01 -
In a skillet set over medium heat, melt the butter or warm the oil. Add the finely chopped shallots and minced garlic, cooking until softened and fragrant, which typically takes 2–3 minutes. Ensure not to brown the aromatics.
02 -
While the aromatics cook, coarsely crush the black peppercorns using a mortar and pestle. Aim for a textured grind, leaving some larger fragments for a more pronounced flavor and mouthfeel.
03 -
Pour the brandy, wine, or stock into the skillet.
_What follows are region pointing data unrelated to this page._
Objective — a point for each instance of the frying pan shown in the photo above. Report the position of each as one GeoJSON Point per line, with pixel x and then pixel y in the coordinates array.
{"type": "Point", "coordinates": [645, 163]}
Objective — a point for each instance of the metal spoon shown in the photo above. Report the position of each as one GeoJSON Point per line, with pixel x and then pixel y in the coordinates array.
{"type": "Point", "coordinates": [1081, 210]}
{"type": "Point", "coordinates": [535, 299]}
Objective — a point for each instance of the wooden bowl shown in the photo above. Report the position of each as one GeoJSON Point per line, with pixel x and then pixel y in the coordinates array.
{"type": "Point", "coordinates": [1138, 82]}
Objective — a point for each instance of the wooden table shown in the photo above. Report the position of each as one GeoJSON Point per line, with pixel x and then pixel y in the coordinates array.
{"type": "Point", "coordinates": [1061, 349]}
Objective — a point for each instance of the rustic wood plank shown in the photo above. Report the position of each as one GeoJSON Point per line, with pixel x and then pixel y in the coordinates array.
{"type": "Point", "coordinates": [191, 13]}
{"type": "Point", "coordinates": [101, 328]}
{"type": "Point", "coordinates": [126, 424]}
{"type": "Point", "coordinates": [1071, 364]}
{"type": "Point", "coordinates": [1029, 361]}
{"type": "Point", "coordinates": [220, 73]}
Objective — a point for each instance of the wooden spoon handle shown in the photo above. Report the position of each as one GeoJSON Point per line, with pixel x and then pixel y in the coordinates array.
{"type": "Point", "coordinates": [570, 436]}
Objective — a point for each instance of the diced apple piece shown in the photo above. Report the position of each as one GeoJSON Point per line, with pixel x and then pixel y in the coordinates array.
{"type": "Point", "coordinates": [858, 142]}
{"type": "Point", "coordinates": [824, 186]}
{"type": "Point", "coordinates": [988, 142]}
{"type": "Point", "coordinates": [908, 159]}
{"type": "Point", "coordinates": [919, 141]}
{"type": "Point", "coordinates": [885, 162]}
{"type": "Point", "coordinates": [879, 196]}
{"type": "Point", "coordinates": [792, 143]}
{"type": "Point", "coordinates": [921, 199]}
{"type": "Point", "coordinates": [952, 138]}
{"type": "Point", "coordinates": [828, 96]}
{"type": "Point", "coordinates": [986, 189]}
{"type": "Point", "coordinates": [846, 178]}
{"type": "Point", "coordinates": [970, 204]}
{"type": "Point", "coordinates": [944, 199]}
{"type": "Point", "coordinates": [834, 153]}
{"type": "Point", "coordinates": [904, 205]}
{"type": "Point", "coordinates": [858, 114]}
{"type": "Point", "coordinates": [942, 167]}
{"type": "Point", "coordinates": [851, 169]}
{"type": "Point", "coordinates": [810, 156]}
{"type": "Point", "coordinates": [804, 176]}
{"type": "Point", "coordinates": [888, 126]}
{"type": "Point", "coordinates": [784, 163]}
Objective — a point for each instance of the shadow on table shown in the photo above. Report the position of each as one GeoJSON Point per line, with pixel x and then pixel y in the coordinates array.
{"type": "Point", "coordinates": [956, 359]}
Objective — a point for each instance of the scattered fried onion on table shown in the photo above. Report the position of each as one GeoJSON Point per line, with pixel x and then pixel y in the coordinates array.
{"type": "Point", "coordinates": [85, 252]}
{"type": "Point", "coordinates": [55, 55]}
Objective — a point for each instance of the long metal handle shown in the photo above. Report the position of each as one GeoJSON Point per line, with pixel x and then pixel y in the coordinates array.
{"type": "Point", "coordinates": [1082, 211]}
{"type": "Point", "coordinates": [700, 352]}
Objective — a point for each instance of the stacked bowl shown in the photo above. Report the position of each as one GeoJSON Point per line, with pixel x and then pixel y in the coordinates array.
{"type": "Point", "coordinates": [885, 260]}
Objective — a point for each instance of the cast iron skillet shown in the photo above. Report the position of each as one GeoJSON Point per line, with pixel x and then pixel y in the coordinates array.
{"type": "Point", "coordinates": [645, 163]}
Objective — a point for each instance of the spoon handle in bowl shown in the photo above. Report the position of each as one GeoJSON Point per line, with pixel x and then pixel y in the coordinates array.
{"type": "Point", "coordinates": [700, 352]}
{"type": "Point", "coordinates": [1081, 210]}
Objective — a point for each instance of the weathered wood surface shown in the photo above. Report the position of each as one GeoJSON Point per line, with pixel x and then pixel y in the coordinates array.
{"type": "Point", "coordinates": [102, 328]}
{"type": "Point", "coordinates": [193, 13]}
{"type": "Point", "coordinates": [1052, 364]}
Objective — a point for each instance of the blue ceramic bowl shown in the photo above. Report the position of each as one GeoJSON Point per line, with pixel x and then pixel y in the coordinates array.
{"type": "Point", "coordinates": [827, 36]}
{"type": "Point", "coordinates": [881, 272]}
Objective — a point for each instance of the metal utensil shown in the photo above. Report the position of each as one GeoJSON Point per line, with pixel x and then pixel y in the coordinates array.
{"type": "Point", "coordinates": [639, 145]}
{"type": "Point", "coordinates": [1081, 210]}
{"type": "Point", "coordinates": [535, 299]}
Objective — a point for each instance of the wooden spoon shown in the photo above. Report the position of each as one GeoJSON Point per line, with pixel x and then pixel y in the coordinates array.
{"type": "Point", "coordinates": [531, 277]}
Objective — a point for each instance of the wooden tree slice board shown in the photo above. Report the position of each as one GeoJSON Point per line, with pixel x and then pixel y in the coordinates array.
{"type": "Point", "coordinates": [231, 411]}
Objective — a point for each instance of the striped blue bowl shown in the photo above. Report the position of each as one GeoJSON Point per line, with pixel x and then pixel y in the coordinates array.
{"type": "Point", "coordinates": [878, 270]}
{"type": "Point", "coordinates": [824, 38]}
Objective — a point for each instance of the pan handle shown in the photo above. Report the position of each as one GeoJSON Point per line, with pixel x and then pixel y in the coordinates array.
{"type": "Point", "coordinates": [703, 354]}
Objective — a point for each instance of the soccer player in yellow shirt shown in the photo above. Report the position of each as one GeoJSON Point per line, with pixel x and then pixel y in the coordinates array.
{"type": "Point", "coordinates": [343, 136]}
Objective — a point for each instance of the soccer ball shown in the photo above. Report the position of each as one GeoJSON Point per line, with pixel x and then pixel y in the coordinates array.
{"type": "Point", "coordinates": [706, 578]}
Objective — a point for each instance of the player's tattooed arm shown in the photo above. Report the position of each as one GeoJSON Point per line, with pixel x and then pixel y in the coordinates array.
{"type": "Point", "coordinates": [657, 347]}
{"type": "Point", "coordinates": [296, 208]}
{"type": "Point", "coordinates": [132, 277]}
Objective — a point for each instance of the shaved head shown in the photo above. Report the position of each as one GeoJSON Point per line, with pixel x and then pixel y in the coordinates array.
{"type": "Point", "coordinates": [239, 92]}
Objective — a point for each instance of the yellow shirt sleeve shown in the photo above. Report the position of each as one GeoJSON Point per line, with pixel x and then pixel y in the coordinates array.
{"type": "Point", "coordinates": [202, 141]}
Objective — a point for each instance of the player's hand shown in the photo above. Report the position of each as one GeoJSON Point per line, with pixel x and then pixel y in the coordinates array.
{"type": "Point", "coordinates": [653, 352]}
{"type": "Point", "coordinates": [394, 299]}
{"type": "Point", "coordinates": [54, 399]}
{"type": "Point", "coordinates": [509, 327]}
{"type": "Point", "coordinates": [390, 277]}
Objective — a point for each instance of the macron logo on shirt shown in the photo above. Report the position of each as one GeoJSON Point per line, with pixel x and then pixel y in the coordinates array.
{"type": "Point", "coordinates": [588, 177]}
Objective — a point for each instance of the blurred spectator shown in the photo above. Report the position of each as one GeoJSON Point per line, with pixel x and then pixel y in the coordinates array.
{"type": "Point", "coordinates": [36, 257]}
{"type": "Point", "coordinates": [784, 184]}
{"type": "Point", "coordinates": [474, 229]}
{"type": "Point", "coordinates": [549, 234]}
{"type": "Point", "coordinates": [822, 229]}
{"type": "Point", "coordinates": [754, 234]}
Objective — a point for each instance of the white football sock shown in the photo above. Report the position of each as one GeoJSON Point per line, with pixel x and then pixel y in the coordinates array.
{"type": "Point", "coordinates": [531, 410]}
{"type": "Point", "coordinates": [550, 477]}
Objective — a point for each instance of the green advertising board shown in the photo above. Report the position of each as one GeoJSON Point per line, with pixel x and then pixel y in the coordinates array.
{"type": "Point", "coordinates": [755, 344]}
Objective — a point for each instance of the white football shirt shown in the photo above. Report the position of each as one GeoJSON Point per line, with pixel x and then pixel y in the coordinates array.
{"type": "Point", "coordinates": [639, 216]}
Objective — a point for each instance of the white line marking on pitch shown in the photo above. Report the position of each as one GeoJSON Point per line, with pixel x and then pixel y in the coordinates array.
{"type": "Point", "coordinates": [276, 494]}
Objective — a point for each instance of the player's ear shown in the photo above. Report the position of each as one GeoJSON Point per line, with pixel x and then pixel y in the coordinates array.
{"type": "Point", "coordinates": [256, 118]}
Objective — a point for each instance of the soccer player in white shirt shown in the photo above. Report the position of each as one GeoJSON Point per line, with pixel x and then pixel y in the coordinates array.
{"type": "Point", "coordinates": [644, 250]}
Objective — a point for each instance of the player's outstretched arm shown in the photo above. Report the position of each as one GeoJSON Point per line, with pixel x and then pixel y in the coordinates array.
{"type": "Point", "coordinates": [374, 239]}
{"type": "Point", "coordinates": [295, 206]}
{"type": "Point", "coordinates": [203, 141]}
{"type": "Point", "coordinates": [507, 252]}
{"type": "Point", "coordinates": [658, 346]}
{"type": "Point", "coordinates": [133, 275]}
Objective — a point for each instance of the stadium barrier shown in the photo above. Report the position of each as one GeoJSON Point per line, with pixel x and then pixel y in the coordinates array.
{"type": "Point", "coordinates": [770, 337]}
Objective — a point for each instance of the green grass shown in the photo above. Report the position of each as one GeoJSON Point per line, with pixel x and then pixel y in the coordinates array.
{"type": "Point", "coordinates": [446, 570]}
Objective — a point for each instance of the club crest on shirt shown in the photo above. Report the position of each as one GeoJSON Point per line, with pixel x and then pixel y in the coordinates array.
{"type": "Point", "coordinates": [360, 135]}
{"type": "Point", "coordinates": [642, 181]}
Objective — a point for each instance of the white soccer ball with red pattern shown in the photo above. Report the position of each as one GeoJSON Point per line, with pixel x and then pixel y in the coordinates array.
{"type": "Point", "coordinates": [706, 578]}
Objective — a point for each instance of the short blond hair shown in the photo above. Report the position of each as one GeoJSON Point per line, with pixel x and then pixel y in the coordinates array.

Use a wooden spoon or spatula to scrape any browned bits from the bottom of the pan, incorporating their rich flavors into the liquid.
04 -
Stir in the chicken or beef stock along with the heavy cream. Bring the mixture to a gentle simmer, allowing it to reduce slightly until the sauce thickens enough to lightly coat the back of a spoon.
05 -
Remove the pan from the heat. Whisk in the Dijon mustard, if desired. Season the sauce with salt and a few drops of Worcestershire sauce to taste. For an exceptionally smooth consistency, the sauce may be strained before serving.
06 -
If a thicker sauce is preferred, continue to reduce it over low heat. To thin the sauce, incorporate an additional splash of stock or cream. Serve the warm peppercorn sauce immediately over grilled steak, roasted chicken, or sautéed vegetables.